ADH4-a potential prognostic marker for hepatocellular carcinoma with possible immune-related implications.

OBJECTIVE: This study aims to explore ADH4 expression in hepatocellular carcinoma (HCC), its prognostic impact, and its immune correlation to provide novel insights into HCC prognostication and treatment. METHODS: HCC prognostic marker genes were rigorously selected using GEO database, Lasso regression, GEPIA, Kaplan-Meier and pROC analyses. The expression of interested markers (ADH4, DNASE1L3, RDH16, LCAT, HGFAC) in HCC and adjacent tissues was assessed by Immunohistochemistry (IHC).
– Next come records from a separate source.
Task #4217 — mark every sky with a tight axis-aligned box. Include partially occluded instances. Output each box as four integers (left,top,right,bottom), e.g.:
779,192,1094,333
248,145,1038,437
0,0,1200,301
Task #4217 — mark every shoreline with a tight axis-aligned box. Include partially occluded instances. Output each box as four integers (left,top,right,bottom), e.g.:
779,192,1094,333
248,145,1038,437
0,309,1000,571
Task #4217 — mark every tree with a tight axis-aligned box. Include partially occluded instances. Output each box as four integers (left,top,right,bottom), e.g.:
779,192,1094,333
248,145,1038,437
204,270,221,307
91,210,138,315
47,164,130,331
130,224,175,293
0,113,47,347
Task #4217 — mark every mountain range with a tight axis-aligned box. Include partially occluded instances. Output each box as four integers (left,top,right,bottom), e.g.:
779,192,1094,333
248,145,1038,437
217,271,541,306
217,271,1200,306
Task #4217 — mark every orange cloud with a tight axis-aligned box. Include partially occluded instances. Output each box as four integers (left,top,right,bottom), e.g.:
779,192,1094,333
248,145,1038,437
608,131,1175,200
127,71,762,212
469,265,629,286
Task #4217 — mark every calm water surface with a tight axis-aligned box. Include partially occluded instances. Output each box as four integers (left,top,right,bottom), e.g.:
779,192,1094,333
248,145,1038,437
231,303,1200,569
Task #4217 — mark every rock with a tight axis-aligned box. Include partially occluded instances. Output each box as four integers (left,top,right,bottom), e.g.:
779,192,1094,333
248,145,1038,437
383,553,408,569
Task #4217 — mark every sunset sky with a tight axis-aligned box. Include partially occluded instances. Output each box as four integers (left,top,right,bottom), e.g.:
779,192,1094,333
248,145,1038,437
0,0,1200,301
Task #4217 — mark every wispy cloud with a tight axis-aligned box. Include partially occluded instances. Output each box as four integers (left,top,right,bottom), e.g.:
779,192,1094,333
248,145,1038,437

We observed that ADH4 exhibited low expression levels in liver cancer tissues and high expression levels in normal liver tissues. However, the remaining four genes did not manifest any statistically significant differences between hepatocellular carcinoma (HCC) tissue and adjacent non-cancerous tissue. Consequently, ADH4 became the primary focus of our research. ADH4 expression was validated by signed-rank tests and unpaired Wilcoxon rank sum tests across pan-cancer and HCC datasets. Clinical significance and associations with clinicopathological variables were determined using Kaplan-Meier, logistic regression and Cox analyses on TCGA data. The ADH4-related immune responses were explored by Spearman correlation analysis using TIMER2 data. CD68, CD4, and CD19 protein levels were confirmed by IHC in HCC and non-cancerous tissues. RESULTS: ADH4 showed significant downregulation in various cancers, particularly in HCC. Moreover, low ADH4 expression was associated with clinicopathological variables and served as an independent prognostic marker for HCC patients. Additionally, ADH4 affects a variety of biochemical functions and may influence cancer development, prognosis, and treatment by binding to immune cells. Furthermore, at the immune level, the low expression pattern of ADH4 is TME-specific, indicating that ADH4 has the potential to be used as a target for cancer immunotherapy. CONCLUSION: This study highlights the diagnostic, prognostic and immunomodulatory roles of ADH4 in HCC. ADH4 could serve as a valuable biomarker for HCC diagnosis and prognosis, as well as a potential target for immunotherapeutic interventions.